Greg Foster: Well, remember, people would be so shamed for like, ‘oh, did you just copy and paste this from online? You just copied–‘ or like, you know, ‘never copy and paste a bash script and then just run it in your terminal.’ And usually you wouldn’t. But then sometimes you still copy some gitfu because, like, no one can remember extreme git. And yeah, again, it feels like we’ve massively exacerbated this problem. And it’s tricky. It’s tricky ’cause these models are generally nice. You know, we all use Claude and ChatGPT, and stuff like that. And they’re trying, you know, they’re generally trying to do the right thing. They’re not malicious by any means, but I think it builds that false sense of confidence. It builds a little bit of gullibility on the hacking side. You know, it’s also just made the barrier to hacking way lower. I look at some of these recent hacks that have happened, and in the past, you had to be a pretty sophisticated software engineer to write a small script that can execute on a variety of different machines; you have no idea what the user system’s gonna be; it’s gonna search, it’s gonna find secrets and stuff. Now, it’s like a one-liner, and so we’re lowering the bar to shipping good, high-quality code. We’re also lowering the bar to shipping good, high-quality hacks. That’s an issue.

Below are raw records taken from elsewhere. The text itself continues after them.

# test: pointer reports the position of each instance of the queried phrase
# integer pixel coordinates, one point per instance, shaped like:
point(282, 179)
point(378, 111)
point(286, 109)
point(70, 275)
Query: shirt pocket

Ryan Donovan: Yeah. I mean, how do you protect against a prompt? With a security, you can look for patterns, you can look for code, you know, you’re not sanitizing inputs. That’s pretty easy to fix. Right? How do you do that for prompts? How do you sanitize your prompts?

Greg Foster: You know, I suspect it’s nearly impossible. I’m sure you can do a cat versus mouse game, so you can do a secondary LLM query to evaluate the first LLM query. We do this in evals a lot, a lot of state-of-the-art eval systems. Sometimes you’re lucky, and when you’re tuning an AI prompt, you can eval it against a deterministically positive or negative outcome. But a lot of the times, the response from an AI chatbot, you’re like, ‘it’s kind of good; it’s kind of bad.’ And one of the emergent patterns is to use an LLM as a judge of the quality. And so, I think you could take that back to prompt security and say, ‘okay, can you have a trusted LLM assessing these prompts?’ And honestly, in the case of these hacks, these prompts are egregious. If you or any LLM write this, you’re like, ‘okay, this is obviously trying to do something pretty evil.’ You could apply that layer of scrutiny, maybe don’t block it, but maybe you ask for a, ‘please type in your password,’ or ‘touch ID your laptop’ before we’re gonna kind of continue this pretty evil prompt. I can imagine bare minimum stuff like that. But the other frame you can apply to this is a frame that I think engineers are already pretty familiar with, which is sometimes you’re running untrusted code. Sometimes, whether you’re coding front-end and you have the dangerous escape brackets, whether you have user input that’s trying to SQL inject you, there’s already a variety of these cases where there’s some string that you kind of need to execute, but you really don’t trust it. Maybe you sanitize it, maybe you just put in a sandbox, maybe you’re just really careful with it. I think we’ll evolve to a world where if the prompt is not hard-coded in your system, if it’s a prompt that was created by some user input, then you gotta be really untrusting, really fast with that prompt.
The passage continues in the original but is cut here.